Landscapes and a Claw Foot Tub!

The weather Gods were smiling on us today! Sunny, light winds and no rain. Just perfect! Our morning started out with that fantastic view from Dailanna House, a tasty breakfast and a day will with delightful surprises and scenery.

The drive from Glenfinnan to Mallaig was filled with everything from the beautiful White Sands of Morar to helping a lost dog.

The striking white sands of Morar were the perfect foil to all of the heather, ferns, and grasses that hadn’t yet greened up with new growth for 2013. I immediately took my shoes off and did little beach combing. I did NOT stick my toes in the water. The sand was much cooler than I was expecting so I wasn’t about to “test the waters” so to speak.

As we were getting ready to leave, an adorable sheepdog came trotting to us and didn’t seem to belong anywhere. Helen was smart enough to look at his tags on collar and his name was Spot (was expecting something a wee big more Scottish) and he belonged to the Hendersons. Helen decided to call them to see if they were missing a dog…they were and said they’d be down in 5 minutes to pick spot us. So, we took turns holding his collar so he wouldn’t run off again. Mr. Henderson arrived and thanked us and Operation Spot was complete!

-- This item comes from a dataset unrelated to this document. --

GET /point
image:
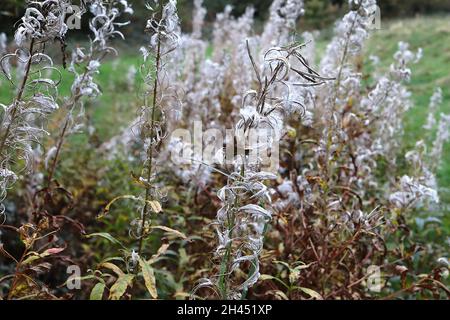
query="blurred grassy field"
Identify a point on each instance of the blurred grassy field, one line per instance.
(114, 110)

We then caught the short ferry ride from Malaig to Armadale. The winds were howling on board and I ended up going inside for most of it because it was quite cold, but it was uneventful except for the fact almost everyone with a alarm on their car had it going off at one point or another.

After landing on Skye and driving off the ferry, we started the most amazing trek on the island along the island then up and around the Trotternish peninsula. Each bend in the road created a new landscape of color, texture, and scale. We’ve never seen anything like it and Helen loves to share that beauty with people. Her excited adds to our excitement.

Skye has everything: rolling hills, grassy moors, jagged rocks, peat-filled fields, sparkling lochs, soaring mountains and of course, the ocean. There was almost too much to look at. Either side of the car produced a series of little stories. Helen put in a CD of music of Robert Burns sung by Eddi Reader. She has an amazing voice and Robbie Burn’s words set to modern, Celtic music is beautiful. I hope to download if from iTunes at some point.

We continued past the Old Man of Storr – an amazing rock formation high up in a cliff. Speaking of cliffs, we stopped atop a very windy cliff top to view the waterfalls and the rock formation at Kilt Rock. The power and and beauty of the rocks and the water in that area is breathtaking. And their signs warning of impending danger, struck me funny.

Dave and I asked Helen to pull over in several locations, We both wanted to get photos of those ever-prevalent sheep and some of the newest member to the moor, those baby lambs. Soooo cute! Helen travels with a small, white stuffed sheep given to her by a customer and she travels wi it and take photos of her in many locations. Called Morag, she has kind of become a sort of mascot this trip, putting in many appearances.

We stopped to see croft houses and the spectacular ruins of Duntulm Castle at the very tip of Trotternish Peninsula. Again, just more beauty and with some super weather. We’ve been very blessed.

Our final surprise was to appear at a fairy tale room at Viewfield House in Portree. Helen had recommend we stay there and Dave booked the room. We had no idea it would be as grand as it was. Two fireplaces, fantastic views of harbor, large antique furniture pieces and a claw foot tub in the very large bathroom. Jaw dropping and delightful all the way around. Hugh MacDonald, owner and host, met us and helped with our bags.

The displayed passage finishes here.